Casting the net broader than Gibson, I have found this to be a banner summer for fungi in the Northeastern portion of the U.S.  I was surrounded by mushrooms for much of late July through mid-August in the Jamesport area of Long Island and these riches have been present near my home in Silver Spring, Maryland, bordering Washington, D.C.  Wet conditions have, for the most part, prevailed in these two areas.

So what fungi have I encountered?  Here is a montage featuring a few of the mushroom specimens spotted during my sojourns at Jamesport and Silver Spring this summer.

I’ve numbered the images and present below my early attempts to identify what I photographed, usually only to the genus level and, even then, with lots of doubt.  I chose not to disturb these fungi and so forsook some of the best, though also destructive, ways of identifying fungi.  I’ve used what has come up at iNaturalist and what I learned from Barron’s guide.  In all cases, I most certainly stand to be corrected.

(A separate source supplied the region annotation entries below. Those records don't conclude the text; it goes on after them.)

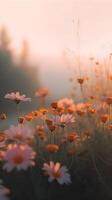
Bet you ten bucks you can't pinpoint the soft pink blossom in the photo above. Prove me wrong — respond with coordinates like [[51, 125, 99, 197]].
[[42, 161, 71, 185], [3, 144, 35, 172], [53, 114, 75, 124], [4, 92, 31, 104], [58, 98, 74, 108], [4, 124, 33, 143]]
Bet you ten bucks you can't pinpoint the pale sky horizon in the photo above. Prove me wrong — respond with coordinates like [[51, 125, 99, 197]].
[[0, 0, 112, 57]]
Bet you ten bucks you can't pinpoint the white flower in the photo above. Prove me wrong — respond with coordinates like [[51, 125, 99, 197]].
[[42, 161, 71, 185], [3, 144, 35, 172], [58, 98, 74, 108], [4, 124, 33, 143], [4, 92, 31, 104]]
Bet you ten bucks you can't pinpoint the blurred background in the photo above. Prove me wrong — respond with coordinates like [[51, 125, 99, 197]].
[[0, 0, 112, 112]]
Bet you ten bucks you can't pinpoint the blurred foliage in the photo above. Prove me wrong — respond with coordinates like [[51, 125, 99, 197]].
[[0, 27, 38, 112]]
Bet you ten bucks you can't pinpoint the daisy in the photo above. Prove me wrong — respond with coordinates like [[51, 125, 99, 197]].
[[58, 98, 74, 108], [42, 161, 71, 185], [3, 144, 36, 172], [4, 92, 31, 104], [0, 184, 10, 200], [4, 124, 33, 143], [54, 114, 75, 125]]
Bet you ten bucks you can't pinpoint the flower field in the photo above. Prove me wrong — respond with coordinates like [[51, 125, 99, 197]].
[[0, 55, 112, 200]]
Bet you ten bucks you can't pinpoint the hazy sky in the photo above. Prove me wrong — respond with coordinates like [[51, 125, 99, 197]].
[[0, 0, 112, 56]]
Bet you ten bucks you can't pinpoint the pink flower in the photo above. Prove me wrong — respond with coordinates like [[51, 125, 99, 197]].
[[54, 114, 75, 125], [4, 92, 31, 104], [42, 161, 71, 185], [4, 124, 33, 143], [58, 98, 74, 108], [35, 88, 49, 97], [3, 144, 36, 172]]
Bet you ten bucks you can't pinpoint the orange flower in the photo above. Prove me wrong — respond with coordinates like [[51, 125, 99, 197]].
[[46, 144, 59, 153], [0, 132, 6, 142], [68, 148, 76, 156], [0, 113, 7, 120], [90, 96, 96, 100], [47, 125, 56, 132], [88, 108, 96, 114], [18, 117, 25, 124], [77, 78, 85, 85], [39, 108, 48, 115], [45, 119, 53, 126], [25, 114, 33, 121], [106, 97, 112, 105], [100, 114, 109, 123], [67, 132, 79, 142], [51, 102, 58, 109], [76, 109, 85, 117]]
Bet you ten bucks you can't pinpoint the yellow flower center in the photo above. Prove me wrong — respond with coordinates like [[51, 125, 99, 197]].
[[53, 170, 60, 178], [13, 155, 24, 165]]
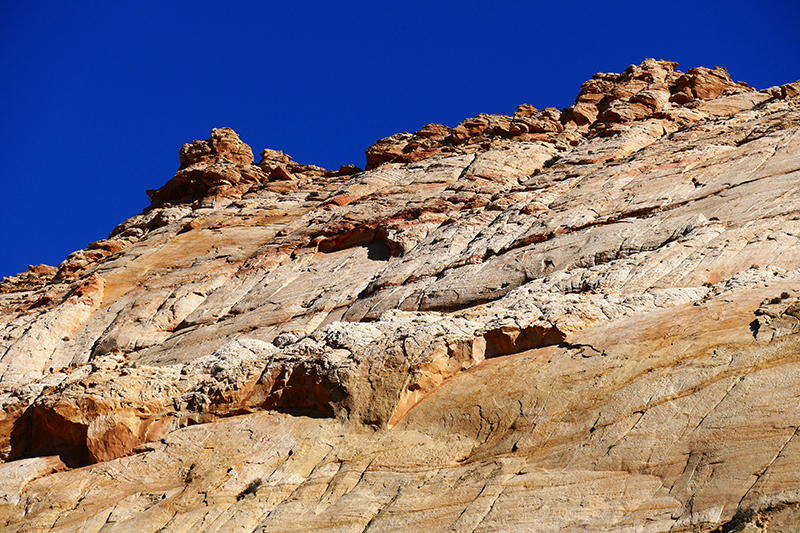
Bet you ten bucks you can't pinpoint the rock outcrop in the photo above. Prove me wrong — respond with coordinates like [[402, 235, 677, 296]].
[[0, 59, 800, 533]]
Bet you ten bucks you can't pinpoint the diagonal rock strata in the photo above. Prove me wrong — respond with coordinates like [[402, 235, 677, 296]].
[[0, 60, 800, 532]]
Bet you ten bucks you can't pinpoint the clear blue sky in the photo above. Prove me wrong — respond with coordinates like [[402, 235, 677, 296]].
[[0, 0, 800, 276]]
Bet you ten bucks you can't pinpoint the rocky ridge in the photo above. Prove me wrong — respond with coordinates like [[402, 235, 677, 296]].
[[0, 60, 800, 532]]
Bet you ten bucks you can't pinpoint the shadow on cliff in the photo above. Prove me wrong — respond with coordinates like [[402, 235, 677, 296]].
[[7, 406, 96, 468]]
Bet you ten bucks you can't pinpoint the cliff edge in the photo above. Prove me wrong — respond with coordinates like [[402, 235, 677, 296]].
[[0, 59, 800, 533]]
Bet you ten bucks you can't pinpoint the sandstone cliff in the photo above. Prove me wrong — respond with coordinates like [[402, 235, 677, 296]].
[[0, 60, 800, 533]]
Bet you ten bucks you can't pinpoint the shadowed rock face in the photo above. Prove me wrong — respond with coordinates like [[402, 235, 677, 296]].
[[0, 59, 800, 533]]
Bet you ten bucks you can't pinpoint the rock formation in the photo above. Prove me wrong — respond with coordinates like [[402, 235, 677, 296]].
[[0, 59, 800, 533]]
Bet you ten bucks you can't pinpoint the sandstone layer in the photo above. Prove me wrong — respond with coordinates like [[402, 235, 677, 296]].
[[0, 59, 800, 533]]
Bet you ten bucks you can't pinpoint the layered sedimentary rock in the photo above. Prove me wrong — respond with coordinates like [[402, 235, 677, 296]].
[[0, 60, 800, 532]]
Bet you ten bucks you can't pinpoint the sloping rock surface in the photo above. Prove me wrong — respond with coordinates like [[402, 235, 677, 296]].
[[0, 59, 800, 533]]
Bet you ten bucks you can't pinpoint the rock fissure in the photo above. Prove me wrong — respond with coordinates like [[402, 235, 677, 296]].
[[0, 60, 800, 533]]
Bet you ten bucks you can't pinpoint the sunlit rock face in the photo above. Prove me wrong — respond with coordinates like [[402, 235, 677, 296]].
[[0, 59, 800, 533]]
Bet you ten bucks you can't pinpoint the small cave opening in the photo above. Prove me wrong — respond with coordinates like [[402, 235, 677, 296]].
[[317, 229, 392, 261], [483, 326, 566, 359], [7, 406, 96, 468]]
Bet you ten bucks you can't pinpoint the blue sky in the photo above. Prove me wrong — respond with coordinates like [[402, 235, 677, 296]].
[[0, 0, 800, 276]]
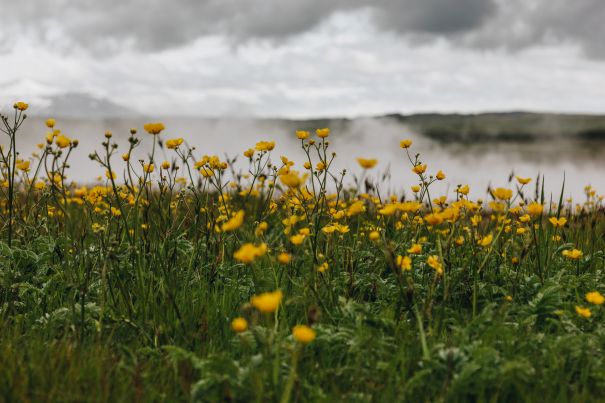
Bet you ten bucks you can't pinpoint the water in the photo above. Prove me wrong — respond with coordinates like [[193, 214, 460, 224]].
[[10, 118, 605, 200]]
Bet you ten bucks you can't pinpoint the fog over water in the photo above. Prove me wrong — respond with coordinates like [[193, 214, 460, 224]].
[[17, 117, 605, 200]]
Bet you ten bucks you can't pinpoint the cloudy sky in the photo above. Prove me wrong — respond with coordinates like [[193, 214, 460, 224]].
[[0, 0, 605, 117]]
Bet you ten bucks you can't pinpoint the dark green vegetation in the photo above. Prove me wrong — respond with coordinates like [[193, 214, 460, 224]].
[[0, 108, 605, 402]]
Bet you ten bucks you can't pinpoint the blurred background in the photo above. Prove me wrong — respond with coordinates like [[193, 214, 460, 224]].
[[0, 0, 605, 200]]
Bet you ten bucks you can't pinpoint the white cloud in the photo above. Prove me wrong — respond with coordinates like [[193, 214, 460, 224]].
[[0, 10, 605, 117]]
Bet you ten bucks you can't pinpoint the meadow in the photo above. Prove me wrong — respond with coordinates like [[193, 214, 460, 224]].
[[0, 102, 605, 403]]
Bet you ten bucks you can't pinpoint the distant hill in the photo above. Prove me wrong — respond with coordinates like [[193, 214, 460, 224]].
[[17, 93, 605, 143], [37, 93, 140, 119], [383, 112, 605, 142]]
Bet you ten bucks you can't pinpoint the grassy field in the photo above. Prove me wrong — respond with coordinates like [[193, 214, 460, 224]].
[[0, 103, 605, 402]]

  1. Strobilomyces strobilaceus, Old-Man-of-the-Woods
  2. Sebacina schweinitzii, jellied false coral fungus
  3. Amanita sp.
  4. Boletaceae family
  5. Trametes versicolor ?, Turkey Tail
  6. Chlorophyllum molybdites, green-spored parasol – if my identification is right, this is a monstrously large example of this poisonous mushroom having a diameter of over 11.5 inches
  7. Amanita sp.
  8. Amanita sp.
  9. Russula sp., brittlegill
  10. Lepiota sp.

I close by stressing the sobering import of Money’s epigraph that opened this post.  Despite the many fundamentally constructive and restorative ways in which fungi interact with humans, other life, and the planet in general, and the good uses to which they may be put in the future, they will not save us from ourselves.